A) Up until now we've been discussing in context of software development
- We have a lot of clients in regulated industries like healthcare
- Patients have allergies, family history, etc.
- AI being able to prescribe treatments and drugs is scary
- Not only finance etc., how about using AI to do those things?
- The precision and testability is not only the testability of the code, but of the outcomes
- How do you validate prescriptions?
A) Babylon Health was exactly that system
- The system we built was more accurate than when you go see a doctor
- "70% of good diagnosis vs. 98%"...
- There's a psychological element here of being OK with a person's fallibility rather than a machine
Q) What about safety critical applications: flight software, nuclear controls?
- There is software provability
- Writing the code is such a minor aspect of the work
- ...that a single point of failure can never crash two trains.
- We use LLMs to integrate specs, a quick pass to
Q) Medicine already has a strong ethical framework
- Noone is going to take the absurdly reductive view of Geoffrey Hinton on radiologists
- The failure modes are the problem (e.g. brain glioma scan mistaken for prostate cancer being OK'd)
- In the developing world where you're in a dilemma of using AI vs not seeing anyone you're in another question.

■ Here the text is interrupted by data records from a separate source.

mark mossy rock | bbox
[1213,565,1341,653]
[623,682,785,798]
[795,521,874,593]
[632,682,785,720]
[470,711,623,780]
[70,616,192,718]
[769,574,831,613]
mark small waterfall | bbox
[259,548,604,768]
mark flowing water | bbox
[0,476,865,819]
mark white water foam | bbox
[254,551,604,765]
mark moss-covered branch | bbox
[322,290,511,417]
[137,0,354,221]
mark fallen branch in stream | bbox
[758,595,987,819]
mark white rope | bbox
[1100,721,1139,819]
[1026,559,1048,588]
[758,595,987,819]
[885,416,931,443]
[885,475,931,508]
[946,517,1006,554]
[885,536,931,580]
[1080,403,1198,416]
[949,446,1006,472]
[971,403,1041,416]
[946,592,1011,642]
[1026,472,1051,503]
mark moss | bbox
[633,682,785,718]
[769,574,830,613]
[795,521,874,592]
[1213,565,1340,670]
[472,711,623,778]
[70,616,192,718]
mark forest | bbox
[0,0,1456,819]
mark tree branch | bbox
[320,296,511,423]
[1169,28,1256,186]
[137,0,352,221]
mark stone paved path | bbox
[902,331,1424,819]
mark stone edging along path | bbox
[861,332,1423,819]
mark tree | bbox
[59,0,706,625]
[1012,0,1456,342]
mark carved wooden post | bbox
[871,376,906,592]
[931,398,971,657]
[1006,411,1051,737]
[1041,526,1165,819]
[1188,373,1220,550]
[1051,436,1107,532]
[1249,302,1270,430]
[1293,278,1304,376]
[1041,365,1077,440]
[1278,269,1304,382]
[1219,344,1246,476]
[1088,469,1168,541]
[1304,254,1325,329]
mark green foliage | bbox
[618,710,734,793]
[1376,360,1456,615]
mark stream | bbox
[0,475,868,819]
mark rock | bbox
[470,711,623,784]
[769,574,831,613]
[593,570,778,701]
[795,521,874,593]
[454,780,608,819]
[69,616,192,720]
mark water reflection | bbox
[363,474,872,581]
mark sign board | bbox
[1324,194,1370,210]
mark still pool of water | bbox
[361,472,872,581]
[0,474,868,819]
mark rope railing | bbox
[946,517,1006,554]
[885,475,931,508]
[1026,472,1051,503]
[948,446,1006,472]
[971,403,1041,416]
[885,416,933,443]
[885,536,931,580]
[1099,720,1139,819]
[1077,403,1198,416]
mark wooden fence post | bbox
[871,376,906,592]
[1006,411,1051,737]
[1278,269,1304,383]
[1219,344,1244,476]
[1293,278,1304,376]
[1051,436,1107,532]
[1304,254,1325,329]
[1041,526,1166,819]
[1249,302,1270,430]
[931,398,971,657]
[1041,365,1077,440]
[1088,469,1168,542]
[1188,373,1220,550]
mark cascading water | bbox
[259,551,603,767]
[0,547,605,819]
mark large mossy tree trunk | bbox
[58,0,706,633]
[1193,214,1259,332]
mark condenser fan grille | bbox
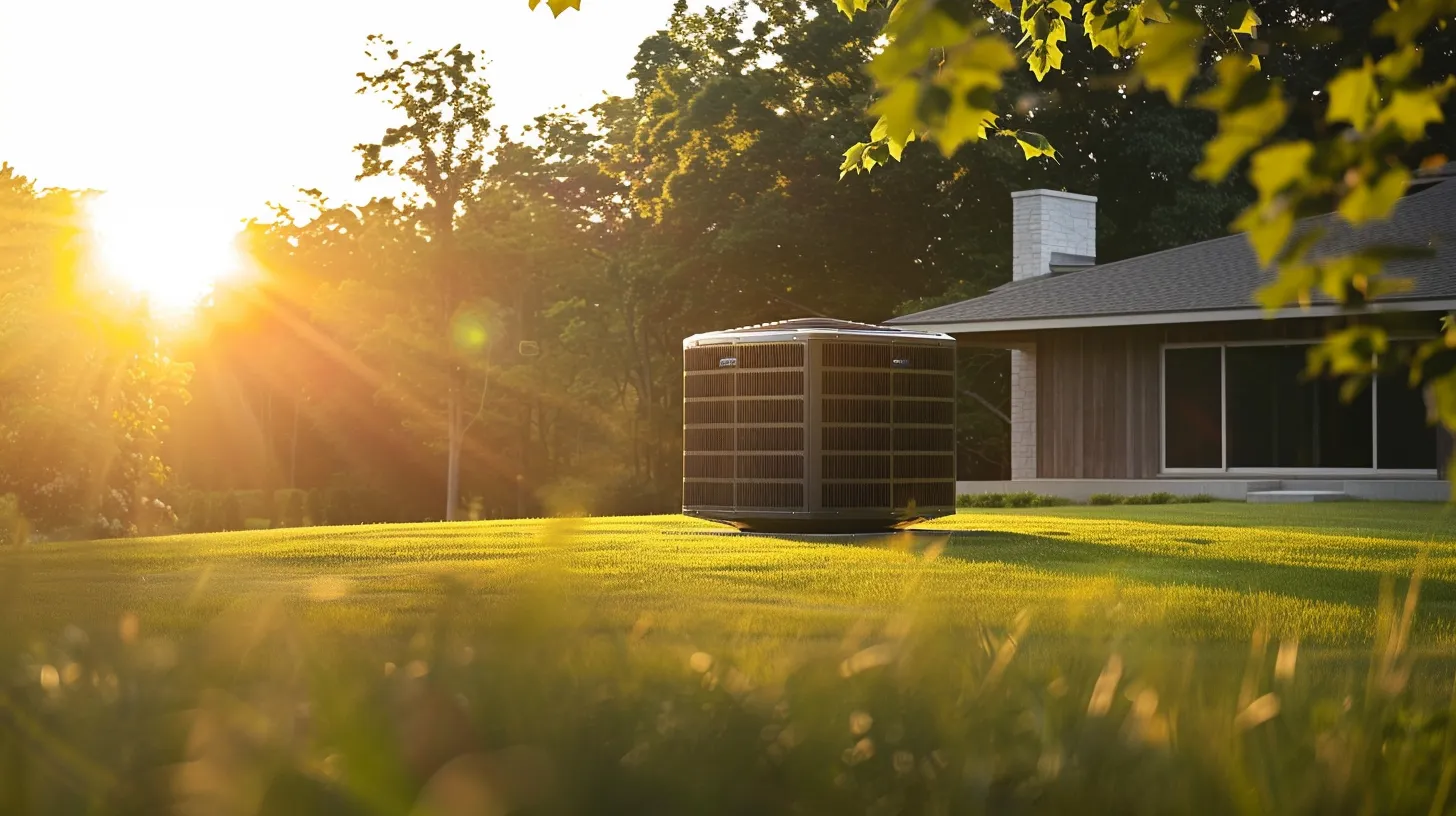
[683,323,955,526]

A) Babylon Health again, AI was playing a small part
- Rwanda lacked regulation, allowed to innovate a lot more
- Medicine is such an interesting space because the cost of humans is huge (e.g. doctors)
- Especially in sparsely populated areas like Rwanda, having a primary care system is impossible
- Way beyond the means, having an AI system that people can call has massive value
- It's a lot easier to drive adoption in those countries
Q) Safety critical: automating processes of architecting the software, coming up with right requirements
- Then you are creating data that can help generate code automatically
- You are creating a good context
- Have you thought about providing extra context to improve the performance of the tool
A) More context adds latency
- It's also about making decisions based on code, we are adapting to it not in opposition to it
- Pair programming etc., these questions have always existed
Q) Are we paralysing ourselves as implementers?

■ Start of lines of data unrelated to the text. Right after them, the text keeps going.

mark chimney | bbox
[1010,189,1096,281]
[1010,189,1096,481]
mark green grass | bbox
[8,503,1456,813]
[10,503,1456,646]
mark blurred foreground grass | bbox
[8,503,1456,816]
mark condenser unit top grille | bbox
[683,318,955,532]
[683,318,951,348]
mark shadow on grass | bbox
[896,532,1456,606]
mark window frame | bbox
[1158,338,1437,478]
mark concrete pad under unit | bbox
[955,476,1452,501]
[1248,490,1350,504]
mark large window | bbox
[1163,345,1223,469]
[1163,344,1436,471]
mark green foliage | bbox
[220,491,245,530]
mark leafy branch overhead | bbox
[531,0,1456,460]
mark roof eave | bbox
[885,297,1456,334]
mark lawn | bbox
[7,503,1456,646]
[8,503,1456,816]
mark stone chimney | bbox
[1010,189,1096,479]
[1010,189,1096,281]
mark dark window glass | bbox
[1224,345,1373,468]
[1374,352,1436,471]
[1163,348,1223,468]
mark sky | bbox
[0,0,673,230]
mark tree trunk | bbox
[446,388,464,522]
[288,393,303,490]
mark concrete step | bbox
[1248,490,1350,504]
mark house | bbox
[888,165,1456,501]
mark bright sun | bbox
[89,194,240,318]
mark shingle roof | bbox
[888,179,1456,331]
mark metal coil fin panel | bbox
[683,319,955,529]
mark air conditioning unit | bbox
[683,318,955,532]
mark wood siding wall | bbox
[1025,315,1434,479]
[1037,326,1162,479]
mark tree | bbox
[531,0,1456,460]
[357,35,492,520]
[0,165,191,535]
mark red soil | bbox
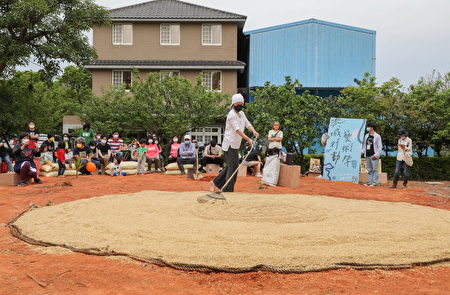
[0,174,450,294]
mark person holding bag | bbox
[391,129,413,188]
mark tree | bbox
[247,77,330,158]
[82,72,228,139]
[0,0,109,75]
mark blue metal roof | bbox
[246,19,376,88]
[244,18,376,35]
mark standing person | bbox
[391,129,412,188]
[211,94,259,192]
[89,140,102,175]
[200,139,223,173]
[13,133,42,186]
[177,134,197,174]
[80,122,95,145]
[0,139,14,173]
[267,122,283,151]
[145,138,160,173]
[97,136,112,174]
[108,131,123,160]
[25,121,39,149]
[56,141,66,177]
[169,136,181,163]
[136,138,147,175]
[361,123,383,186]
[73,136,92,175]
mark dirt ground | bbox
[0,174,450,294]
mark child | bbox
[137,138,147,174]
[111,157,127,176]
[39,144,56,168]
[56,141,66,177]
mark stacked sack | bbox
[105,161,150,175]
[166,163,194,175]
[39,164,77,177]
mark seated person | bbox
[39,144,56,168]
[111,157,127,176]
[97,136,112,174]
[177,135,197,174]
[13,133,42,186]
[73,136,92,175]
[200,139,223,173]
[243,149,262,177]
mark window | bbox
[203,71,222,92]
[112,24,133,45]
[112,71,131,90]
[159,71,180,80]
[159,24,180,45]
[202,24,222,46]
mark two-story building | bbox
[86,0,246,99]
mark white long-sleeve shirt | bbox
[222,109,252,151]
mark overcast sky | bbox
[29,0,450,86]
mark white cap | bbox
[231,93,244,105]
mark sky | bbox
[22,0,450,86]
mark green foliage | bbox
[82,72,228,140]
[0,66,92,138]
[246,77,330,157]
[0,0,109,75]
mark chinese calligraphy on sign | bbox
[323,118,366,183]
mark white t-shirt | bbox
[222,109,252,151]
[267,129,283,150]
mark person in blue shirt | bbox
[177,135,197,174]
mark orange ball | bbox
[86,162,97,172]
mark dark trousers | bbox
[14,161,38,183]
[200,157,223,168]
[58,160,66,176]
[393,161,409,186]
[213,147,239,192]
[177,157,197,173]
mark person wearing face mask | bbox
[267,122,283,150]
[391,129,412,188]
[41,133,56,162]
[177,134,197,174]
[13,133,42,186]
[25,121,39,149]
[73,136,93,175]
[211,94,259,192]
[108,131,124,160]
[199,139,223,173]
[97,136,112,175]
[80,122,95,145]
[361,123,383,186]
[146,138,161,173]
[168,136,181,163]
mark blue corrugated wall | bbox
[246,19,376,88]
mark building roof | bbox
[85,60,245,70]
[110,0,247,23]
[244,18,376,35]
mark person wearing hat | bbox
[213,94,259,192]
[361,123,383,186]
[391,129,412,188]
[73,136,93,175]
[177,134,197,174]
[13,133,42,186]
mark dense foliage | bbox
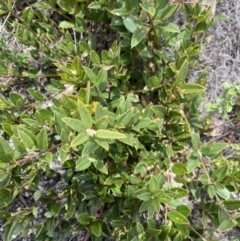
[0,0,240,241]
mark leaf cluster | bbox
[0,0,240,241]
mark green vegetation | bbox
[0,0,240,241]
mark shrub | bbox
[0,0,240,241]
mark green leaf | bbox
[131,26,150,48]
[145,228,161,237]
[176,205,191,217]
[71,131,89,147]
[22,7,34,24]
[211,164,228,181]
[82,140,98,156]
[18,130,35,149]
[57,0,77,14]
[75,157,92,171]
[93,160,108,175]
[134,190,153,201]
[223,200,240,210]
[2,123,13,136]
[50,202,63,217]
[161,23,180,33]
[133,118,152,130]
[59,21,75,29]
[90,220,102,237]
[190,181,201,201]
[0,136,14,162]
[11,136,26,153]
[117,108,133,127]
[37,128,48,151]
[180,83,205,95]
[201,142,228,159]
[151,105,167,119]
[65,196,78,220]
[119,134,134,146]
[207,185,215,199]
[95,116,108,129]
[62,117,85,132]
[3,220,24,241]
[167,211,189,224]
[78,100,93,129]
[123,16,138,33]
[148,176,160,194]
[172,163,187,175]
[157,3,178,20]
[95,130,126,139]
[93,137,109,151]
[214,186,233,200]
[218,219,237,232]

- No, we can build in ethical safeguards etc.
- You can always use it as assistant or delegator
- Trust but verify
A) The operating system didn't replace the operating system writers
- We didn't get the internet right first time, so why would we think we'll get AI right?

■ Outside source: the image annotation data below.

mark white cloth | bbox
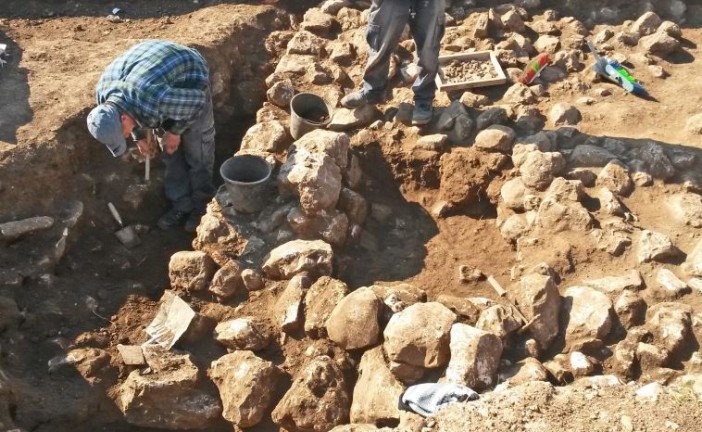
[400,383,479,417]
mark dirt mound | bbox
[0,0,702,431]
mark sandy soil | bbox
[0,0,702,431]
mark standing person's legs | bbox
[182,88,215,232]
[410,0,445,124]
[341,0,410,108]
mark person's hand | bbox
[137,138,156,159]
[161,132,180,154]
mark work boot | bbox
[341,90,383,109]
[156,207,190,231]
[184,210,205,233]
[412,102,433,126]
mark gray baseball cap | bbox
[88,103,127,157]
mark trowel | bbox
[107,203,141,249]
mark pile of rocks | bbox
[96,0,702,431]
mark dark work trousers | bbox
[363,0,446,102]
[163,88,215,212]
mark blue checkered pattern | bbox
[97,40,209,135]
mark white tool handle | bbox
[107,203,124,227]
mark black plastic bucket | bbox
[219,155,273,213]
[290,93,332,139]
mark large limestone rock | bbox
[509,273,561,350]
[475,305,524,341]
[500,177,527,210]
[287,207,349,246]
[168,251,217,291]
[278,149,341,215]
[536,196,592,233]
[446,323,502,391]
[193,200,254,267]
[499,357,549,386]
[215,317,271,351]
[116,347,222,430]
[210,261,244,299]
[292,129,351,170]
[286,30,325,56]
[271,356,351,432]
[614,290,646,330]
[370,283,427,312]
[305,276,349,339]
[327,104,379,132]
[519,151,566,191]
[300,8,336,36]
[210,351,282,428]
[475,125,516,153]
[383,302,456,368]
[637,230,680,263]
[646,303,694,355]
[241,120,292,153]
[351,347,404,424]
[263,240,333,279]
[563,286,613,349]
[666,193,702,228]
[326,287,383,350]
[436,294,481,325]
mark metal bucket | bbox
[290,93,332,139]
[219,155,273,213]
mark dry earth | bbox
[0,0,702,431]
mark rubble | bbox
[304,276,349,339]
[215,317,270,351]
[0,216,55,241]
[326,287,382,350]
[446,323,502,391]
[272,356,351,432]
[263,240,333,279]
[383,302,456,368]
[351,347,404,424]
[210,351,282,428]
[563,286,613,349]
[117,347,222,429]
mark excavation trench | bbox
[0,8,294,431]
[0,2,700,432]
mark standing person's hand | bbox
[161,132,180,154]
[137,138,156,159]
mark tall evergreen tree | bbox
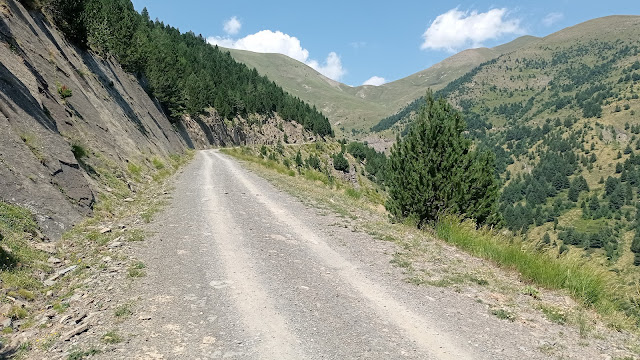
[386,92,498,224]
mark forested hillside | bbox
[46,0,332,135]
[372,16,640,273]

Q) Paint a picture of what code quality with AI will look like in 5 years time?
A) Building blocks and text editors haven't evolved
- I like the creative process of defining code
- I would expect more coarse building blocks, working with different types
- Also a way to validate all of that
- Better technical practice
A) History is important but only if you're going to learn from it
- In 5 years time AI will be a commodity, normality
- It's a new world with AI in it
A) AI will be better, not an order of magnitude
- We will learn how to use it
- Every technical revolution has brought need for more programmers
- The only thing we do is take on larger problems
A) Most excited about is how it does: the psychology of how we adopt it
- Technology will have evolved, take that for granted
- The change is not just engineering, but us as a society, what do we need to change?